Field of the Invention
The present invention generally relates to wireless communications and more particularly to changing radio frequency (RF) emission patterns with respect to one or more antenna arrays.
Description of the Related Art
In wireless communications systems, there is an ever-increasing demand for higher data throughput and a corresponding drive to reduce interference that can disrupt data communications. For example, a wireless link in an Institute of Electrical and Electronic Engineers (IEEE) 802.11 network may be susceptible to interference from other access points and stations, other radio transmitting devices, and changes or disturbances in the wireless link environment between an access point and remote receiving node. In some instances, the interference may degrade the wireless link thereby forcing communication at a lower data rate. The interference may, however, be sufficiently strong as to disrupt the wireless link altogether.
One solution is to utilize a diversity antenna scheme. In such a solution, a data source is coupled to two or more physically separated omnidirectional antennas. An access point may select one of the omnidirectional antennas by which to maintain a wireless link. Because of the separation between the omnidirectional antennas, each antenna experiences a different signal environment and corresponding interference level with respect to the wireless link. A switching network couples the data source to whichever of the omnidirectional antennas experiences the least interference in the wireless link.
Notwithstanding, many high-gain antenna environments still encounter—or cause—electromagnetic interference (EMI).

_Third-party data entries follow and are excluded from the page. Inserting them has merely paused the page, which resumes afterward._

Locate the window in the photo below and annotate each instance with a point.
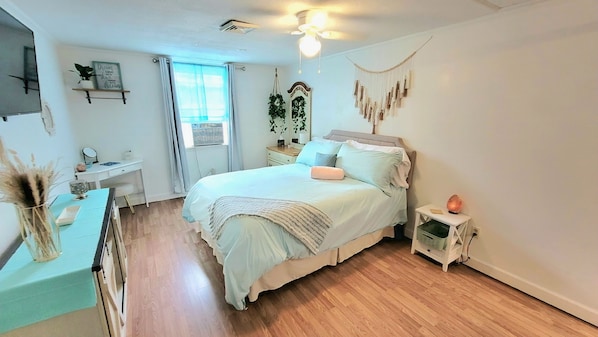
(202, 96)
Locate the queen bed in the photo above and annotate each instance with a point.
(272, 225)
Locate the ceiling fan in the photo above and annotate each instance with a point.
(312, 25)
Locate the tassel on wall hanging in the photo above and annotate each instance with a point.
(381, 93)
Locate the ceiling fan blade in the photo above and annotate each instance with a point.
(336, 35)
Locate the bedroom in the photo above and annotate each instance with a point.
(501, 113)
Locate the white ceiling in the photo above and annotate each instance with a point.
(190, 28)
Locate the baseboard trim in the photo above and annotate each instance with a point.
(567, 305)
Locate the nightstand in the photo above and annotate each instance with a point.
(428, 244)
(281, 155)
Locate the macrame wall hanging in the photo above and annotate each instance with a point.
(381, 93)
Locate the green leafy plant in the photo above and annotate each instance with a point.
(84, 72)
(277, 113)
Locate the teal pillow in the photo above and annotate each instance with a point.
(372, 167)
(307, 156)
(324, 159)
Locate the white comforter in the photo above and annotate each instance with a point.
(250, 245)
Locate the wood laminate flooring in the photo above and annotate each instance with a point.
(176, 288)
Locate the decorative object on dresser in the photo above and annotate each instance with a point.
(28, 188)
(79, 188)
(439, 234)
(454, 204)
(281, 155)
(300, 104)
(277, 111)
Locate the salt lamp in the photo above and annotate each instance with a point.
(454, 204)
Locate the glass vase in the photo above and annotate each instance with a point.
(40, 232)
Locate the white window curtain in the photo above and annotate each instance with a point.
(176, 146)
(235, 156)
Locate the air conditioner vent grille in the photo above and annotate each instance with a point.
(236, 26)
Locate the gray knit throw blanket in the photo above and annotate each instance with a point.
(307, 223)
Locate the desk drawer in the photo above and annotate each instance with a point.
(122, 170)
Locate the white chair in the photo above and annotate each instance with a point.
(123, 190)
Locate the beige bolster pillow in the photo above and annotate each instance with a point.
(326, 172)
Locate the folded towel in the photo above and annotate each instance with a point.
(326, 172)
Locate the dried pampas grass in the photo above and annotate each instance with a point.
(21, 184)
(28, 187)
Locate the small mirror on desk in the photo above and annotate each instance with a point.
(90, 156)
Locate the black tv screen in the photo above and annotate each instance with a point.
(19, 87)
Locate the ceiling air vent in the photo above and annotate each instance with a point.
(236, 26)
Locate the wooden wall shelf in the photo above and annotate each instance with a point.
(87, 91)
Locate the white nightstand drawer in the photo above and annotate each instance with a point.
(281, 157)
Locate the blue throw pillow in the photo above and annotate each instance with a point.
(325, 159)
(307, 156)
(372, 167)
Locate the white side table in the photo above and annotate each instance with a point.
(455, 241)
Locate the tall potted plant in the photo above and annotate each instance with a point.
(85, 74)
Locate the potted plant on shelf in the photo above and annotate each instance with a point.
(277, 112)
(85, 73)
(298, 116)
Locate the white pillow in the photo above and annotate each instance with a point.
(399, 180)
(308, 153)
(372, 167)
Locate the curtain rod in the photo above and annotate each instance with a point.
(237, 66)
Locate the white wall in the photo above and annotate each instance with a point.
(26, 134)
(112, 127)
(502, 112)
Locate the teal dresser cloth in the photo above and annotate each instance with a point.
(31, 291)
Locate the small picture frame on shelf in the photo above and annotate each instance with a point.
(107, 75)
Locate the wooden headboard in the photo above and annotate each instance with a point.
(367, 138)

This interference may be encountered (or created) with respect to another nearby wireless environments (e.g., between the floors of an office building or hot spots scattered amongst a single room). In some instances, the mere operation of a power supply or electronic equipment—not necessarily an antenna—can create electromagnetic interference.
One solution to combat electromagnetic interference is to utilize shielding in or proximate an antenna enclosure. Shielding a metallic enclosure is imperfect, however, because the conductivity of all metals is finite. Because metallic shields have less than infinite conductivity, part of the field is transmitted across the boundary and supports a current in the metal. The amount of current flow at any depth in the shield and the rate of decay are governed by the conductivity of the metal, its permeability, and the frequency and amplitude of the field source.

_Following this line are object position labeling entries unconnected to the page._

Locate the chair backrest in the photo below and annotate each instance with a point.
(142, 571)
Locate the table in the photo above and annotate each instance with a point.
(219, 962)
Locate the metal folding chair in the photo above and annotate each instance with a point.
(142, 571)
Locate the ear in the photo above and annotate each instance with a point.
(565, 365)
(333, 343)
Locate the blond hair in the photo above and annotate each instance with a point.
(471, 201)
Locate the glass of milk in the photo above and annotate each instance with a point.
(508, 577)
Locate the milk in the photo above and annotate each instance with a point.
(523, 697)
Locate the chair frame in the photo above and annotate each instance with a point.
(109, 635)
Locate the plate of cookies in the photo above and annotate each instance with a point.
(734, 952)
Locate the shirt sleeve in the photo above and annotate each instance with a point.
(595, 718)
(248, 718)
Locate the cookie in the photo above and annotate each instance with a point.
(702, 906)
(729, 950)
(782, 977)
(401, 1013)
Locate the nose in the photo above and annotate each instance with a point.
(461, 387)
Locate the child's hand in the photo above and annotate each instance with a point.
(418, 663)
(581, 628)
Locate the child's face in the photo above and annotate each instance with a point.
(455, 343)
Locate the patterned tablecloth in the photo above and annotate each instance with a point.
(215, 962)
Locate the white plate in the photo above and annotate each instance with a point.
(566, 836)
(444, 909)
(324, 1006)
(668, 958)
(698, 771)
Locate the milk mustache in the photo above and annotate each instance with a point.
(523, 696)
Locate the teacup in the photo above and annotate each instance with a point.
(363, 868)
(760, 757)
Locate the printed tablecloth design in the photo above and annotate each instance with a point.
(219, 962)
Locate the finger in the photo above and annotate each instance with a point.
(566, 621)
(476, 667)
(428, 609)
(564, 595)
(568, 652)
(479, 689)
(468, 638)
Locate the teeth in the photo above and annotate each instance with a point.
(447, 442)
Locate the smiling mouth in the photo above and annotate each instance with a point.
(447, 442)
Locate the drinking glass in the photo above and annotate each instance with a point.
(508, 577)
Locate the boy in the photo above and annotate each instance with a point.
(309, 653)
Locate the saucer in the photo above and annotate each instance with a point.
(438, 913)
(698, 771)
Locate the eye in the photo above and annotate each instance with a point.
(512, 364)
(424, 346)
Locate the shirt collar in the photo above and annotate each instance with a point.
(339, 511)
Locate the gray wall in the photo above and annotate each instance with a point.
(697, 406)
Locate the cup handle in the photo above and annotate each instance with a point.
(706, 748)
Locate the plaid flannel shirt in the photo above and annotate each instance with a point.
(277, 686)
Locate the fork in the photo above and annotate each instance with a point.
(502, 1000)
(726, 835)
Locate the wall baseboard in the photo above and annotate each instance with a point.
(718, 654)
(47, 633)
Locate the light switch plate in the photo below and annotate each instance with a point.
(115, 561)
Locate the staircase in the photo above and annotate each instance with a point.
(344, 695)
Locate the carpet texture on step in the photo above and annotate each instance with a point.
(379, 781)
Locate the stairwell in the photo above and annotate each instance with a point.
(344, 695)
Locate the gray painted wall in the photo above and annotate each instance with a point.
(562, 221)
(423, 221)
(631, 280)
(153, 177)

A gap or seam in a shield will allow electromagnetic fields to radiate through the shield unless the current continuity can be preserved across the gaps. An EMI gasket is, therefore, often used to preserve continuity or current flow in the shield. If a gasket is made of material identical to the walls of the shielded enclosure, the current density in the gasket will be the same. An EMI gasket fails to allow for shaping of RF patterns and gain control as the gasket is implemented to seal openings in an enclosure as to prevent transmission of EMI.